Parallelism Sizing Guidelines
Dense models
| Model size | TP | PP | CP | Strategy |
|---|---|---|---|---|
| < 3B | 1 | 1 | 1 | FSDP2 (DP only) |
| 3-13B | 2-4 | 1 | 1 | FSDP2 + TP |
| 13-70B | 4-8 | 2-4 | 1 | FSDP2 + TP + PP |
| 70B+ | 8 | 4-8 | 1 | FSDP2 + TP + PP |
| Any + long seq (8K+) | as above | as above | 2-8 | add CP |
MoE models
MoE models need less TP than dense models of similar total parameter count because only a fraction of parameters are active per token. EP is the primary scaling dimension:
| Model | TP | PP | EP | Notes |
|---|---|---|---|---|
| Small MoE (<10B total) | 1 | 1 | 8 | EP only |
| Medium MoE (10-30B total) | 1-2 | 1 | 8 | small TP for shared layers |
| Large MoE (100B+ total) | 1-2 | 4+ | 8-64 | PP for depth, EP for experts |
Hardware topology rules
- TP must stay within a single NVLink domain (one node, typically 8 GPUs).
- Use PP or DP for cross-node scaling.
- TP across InfiniBand degrades throughput severely.
Code Anchors
components/distributed/config.py: FSDP2Config, MegatronFSDPConfig, DDPConfig.components/distributed/mesh.py: MeshContext, strategy map, and mesh sizes.components/distributed/device_mesh.py: device mesh andmoe_meshcreation.components/distributed/pipelining/config.py: PipelineConfig fields.components/moe/config.py: MoEParallelizerConfig and MoEConfig.recipes/_dist_setup.py: YAML parsing and distributed setup.
Pitfalls
-
TP across nodes destroys throughput. Always keep TP within a single NVLink domain. Use PP or DP for cross-node scaling.
-
PP requires
_pp_planon the model class. Not all HF models have this. Checkvalidate_hf_model_for_pipeline_support()before enabling PP. -
PP bubbles reduce GPU utilization.
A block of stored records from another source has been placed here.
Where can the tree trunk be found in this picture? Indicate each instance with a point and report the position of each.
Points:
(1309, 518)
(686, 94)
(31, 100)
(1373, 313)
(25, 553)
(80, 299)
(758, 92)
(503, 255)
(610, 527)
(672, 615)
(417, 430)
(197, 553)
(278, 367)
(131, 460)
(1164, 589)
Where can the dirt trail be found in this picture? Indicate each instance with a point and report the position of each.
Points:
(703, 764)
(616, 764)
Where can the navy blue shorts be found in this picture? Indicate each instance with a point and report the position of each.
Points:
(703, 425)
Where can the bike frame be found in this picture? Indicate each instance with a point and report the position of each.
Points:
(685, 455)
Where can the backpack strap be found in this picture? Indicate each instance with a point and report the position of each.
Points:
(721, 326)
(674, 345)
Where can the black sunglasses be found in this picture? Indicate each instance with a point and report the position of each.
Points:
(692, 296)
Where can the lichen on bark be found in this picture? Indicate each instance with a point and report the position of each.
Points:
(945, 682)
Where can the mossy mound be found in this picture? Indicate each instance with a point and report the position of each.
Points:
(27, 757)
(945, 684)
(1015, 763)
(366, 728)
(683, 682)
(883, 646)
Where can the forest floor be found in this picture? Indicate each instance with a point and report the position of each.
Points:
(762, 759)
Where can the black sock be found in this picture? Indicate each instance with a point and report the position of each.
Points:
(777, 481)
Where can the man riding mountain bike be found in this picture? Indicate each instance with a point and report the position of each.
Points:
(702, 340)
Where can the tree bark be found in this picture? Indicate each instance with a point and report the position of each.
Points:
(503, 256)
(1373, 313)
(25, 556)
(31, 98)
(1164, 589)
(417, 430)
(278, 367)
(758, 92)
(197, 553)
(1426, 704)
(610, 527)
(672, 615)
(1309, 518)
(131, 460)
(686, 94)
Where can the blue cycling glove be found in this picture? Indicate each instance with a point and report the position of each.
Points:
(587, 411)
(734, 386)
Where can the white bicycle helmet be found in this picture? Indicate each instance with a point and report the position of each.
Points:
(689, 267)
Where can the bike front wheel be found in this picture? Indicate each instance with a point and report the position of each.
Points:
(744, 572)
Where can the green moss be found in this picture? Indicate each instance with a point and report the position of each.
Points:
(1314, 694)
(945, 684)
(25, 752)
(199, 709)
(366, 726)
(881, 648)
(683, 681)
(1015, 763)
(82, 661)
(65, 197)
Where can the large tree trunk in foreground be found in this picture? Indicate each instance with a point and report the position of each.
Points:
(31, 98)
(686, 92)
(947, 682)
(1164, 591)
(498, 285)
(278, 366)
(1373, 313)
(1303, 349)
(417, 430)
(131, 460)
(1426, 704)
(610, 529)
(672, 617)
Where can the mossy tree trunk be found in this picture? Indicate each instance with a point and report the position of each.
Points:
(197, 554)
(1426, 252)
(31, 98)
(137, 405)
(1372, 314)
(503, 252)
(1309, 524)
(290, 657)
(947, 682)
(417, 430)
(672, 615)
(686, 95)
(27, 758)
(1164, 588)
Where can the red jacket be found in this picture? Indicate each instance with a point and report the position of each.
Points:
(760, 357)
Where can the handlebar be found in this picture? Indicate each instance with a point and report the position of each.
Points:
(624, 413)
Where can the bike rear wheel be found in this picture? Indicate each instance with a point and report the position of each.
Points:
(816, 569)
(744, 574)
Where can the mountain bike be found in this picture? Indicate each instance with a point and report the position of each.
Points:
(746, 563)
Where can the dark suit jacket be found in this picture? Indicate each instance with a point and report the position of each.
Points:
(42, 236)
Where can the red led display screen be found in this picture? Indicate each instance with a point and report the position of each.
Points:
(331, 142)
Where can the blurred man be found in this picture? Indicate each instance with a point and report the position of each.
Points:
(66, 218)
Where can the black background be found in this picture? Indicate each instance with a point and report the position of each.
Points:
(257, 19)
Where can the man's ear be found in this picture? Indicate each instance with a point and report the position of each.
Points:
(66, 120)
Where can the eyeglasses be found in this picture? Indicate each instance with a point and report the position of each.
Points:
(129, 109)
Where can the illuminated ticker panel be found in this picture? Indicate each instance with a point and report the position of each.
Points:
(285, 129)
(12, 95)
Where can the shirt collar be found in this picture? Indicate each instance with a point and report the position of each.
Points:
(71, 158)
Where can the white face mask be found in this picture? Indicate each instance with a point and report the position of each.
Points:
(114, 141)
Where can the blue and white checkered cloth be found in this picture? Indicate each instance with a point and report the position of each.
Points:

Use interleaved schedules (
interleaved_1f1b) and smaller microbatches to reduce bubble time. -
FSDP2 requires DTensor-aware state dict saving. Use
safetensorswithsave_consolidated: truefor checkpoint compatibility. -
CP requires compatible attention. SDPA (Flash Attention or Efficient Attention) or TE attention only.
SDPBackend.MATHis not compatible with DTensor. -
MoE EP size must evenly divide
dp_size * cp_size. The device mesh creation assertsdp_cp_size % ep_size == 0. -
MegatronFSDP is more limited than FSDP2. It does not support PP (
pp_size > 1), EP (ep_size > 1), orsequence_parallel. TheMeshContextvalidation raises on these combinations. -
DDP supports nothing beyond data parallelism. No TP, PP, CP, EP, or HSDP. Validation raises on any of these.
-
Activation checkpointing increases compute. It saves memory by recomputing activations during backward, but adds ~30% compute overhead.
-
Mixed precision policy must match model expectations. The default bfloat16 policy works for most models. FP16 models may need a custom
MixedPrecisionPolicy. -
packed_sequence_sizemust be divisible bycp_sizewhen using CP with packed sequences. -
dp_replicate_sizeis FSDP2-only. Passing it withmegatron_fsdporddpraises aValueError.
Verification
Run the smallest recipe that exercises the requested strategy. Success means exit code 0, finite loss, no NCCL timeout, and log output matching the expected TP/PP/CP/EP sizes.